太醫院的人都在忙著自己手頭上的事,沒人注意到沈卿懷走了進來,沈卿懷想開口問一些問題也不知該找誰。

“你怎麼來了?”程書琰從太醫院內堂走出,看見沈卿懷的身影便走上前來。

“我,我身子不大舒服,來抓幾副藥”沈卿懷隨便找了個理由想搪塞過去。

程書琰一聽,眉頭皺起有些擔憂“可有發燒?頭疼?”

沈卿懷搖搖頭“就是累著了”

程書琰本還想說幾句,被內堂走出來打雜的小醫官叫住。

“程公子,那名侍女的症狀與皇后娘娘一樣”

程書琰轉身走了幾步,又想起沈卿懷還站在原地,轉身開口道“你先回去,到時會有人送藥給你”
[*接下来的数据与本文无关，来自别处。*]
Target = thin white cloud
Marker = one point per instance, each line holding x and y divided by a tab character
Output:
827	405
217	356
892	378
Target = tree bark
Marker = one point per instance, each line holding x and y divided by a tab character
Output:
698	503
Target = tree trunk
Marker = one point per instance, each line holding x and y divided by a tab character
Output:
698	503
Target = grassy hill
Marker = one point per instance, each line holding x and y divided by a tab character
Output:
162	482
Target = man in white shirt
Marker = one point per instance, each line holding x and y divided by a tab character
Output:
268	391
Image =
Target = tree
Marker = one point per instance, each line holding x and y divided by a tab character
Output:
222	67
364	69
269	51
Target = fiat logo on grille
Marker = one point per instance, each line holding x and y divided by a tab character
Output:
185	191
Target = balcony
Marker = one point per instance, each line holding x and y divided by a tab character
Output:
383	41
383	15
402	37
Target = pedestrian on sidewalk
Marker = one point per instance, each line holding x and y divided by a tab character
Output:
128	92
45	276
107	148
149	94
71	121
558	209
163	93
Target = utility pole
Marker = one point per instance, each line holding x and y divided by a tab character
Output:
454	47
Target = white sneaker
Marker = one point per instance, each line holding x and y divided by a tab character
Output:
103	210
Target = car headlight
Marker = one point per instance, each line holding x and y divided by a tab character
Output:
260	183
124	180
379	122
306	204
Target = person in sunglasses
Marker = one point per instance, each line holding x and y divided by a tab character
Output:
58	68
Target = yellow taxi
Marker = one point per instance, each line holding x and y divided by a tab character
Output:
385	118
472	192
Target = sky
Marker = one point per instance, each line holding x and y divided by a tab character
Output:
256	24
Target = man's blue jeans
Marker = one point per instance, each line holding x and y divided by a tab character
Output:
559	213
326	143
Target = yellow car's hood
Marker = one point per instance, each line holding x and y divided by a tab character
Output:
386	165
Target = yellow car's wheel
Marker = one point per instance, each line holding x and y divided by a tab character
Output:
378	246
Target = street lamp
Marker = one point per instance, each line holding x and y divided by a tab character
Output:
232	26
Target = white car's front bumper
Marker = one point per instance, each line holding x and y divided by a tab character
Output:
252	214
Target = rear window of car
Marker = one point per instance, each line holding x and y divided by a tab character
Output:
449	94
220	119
說完程書琰便轉身快步離開,沈卿懷聽到了那小醫官的話,更加確認了皇后娘娘的病或許就是與祁梟國的爆發的病疫一樣。

沈卿懷走回寢宮的路上一路都在想該怎麼確認病況,拐角的時候沒看路,與一位提著湯藥的宮女迎面撞上了,湯藥撒了兩人一身,那侍女瞧著沈卿懷的穿著打扮便看得出來身份尊貴,連忙道歉。

沈卿懷擺手示意無礙,平常宮中的侍女都行事穩妥,方才見這侍女行色慌張想必是有什麼事情。

沈卿懷見侍女提著湯藥盒便叫住了她“宮中可是還有人病了?”

侍女停下腳步,行禮答道“皇后娘娘病情還未好轉”

沈卿懷凝眉“這是送去皇后娘娘宮裡的?”

侍女點點頭,見沈卿懷不再過問便提著藥離開了。

待回到寢宮沈卿懷才覺著哪裡不對,往常貼身伺候皇后娘娘的宮女是蔓菁,方才那位好像從未見過應該不是皇后宮裡的人。

沈卿懷差小桔去打聽,不到一刻鐘小桔便小跑回來,沈卿懷見小桔跑回來直喘氣,笑著給她倒了杯茶,示意坐下慢慢說,小桔端起茶杯一飲而盡,手扶著胸口順順氣。

“我向廚房打聽了,皇后娘娘宮中的吃食並未減少,倒是往常照顧皇后娘娘的蔓菁姐姐這兩日都未露面,但打聽到皇后娘娘生病宮中需要增派些人手照顧,現下除了本就是皇后宮中的,還添了許多新侍女”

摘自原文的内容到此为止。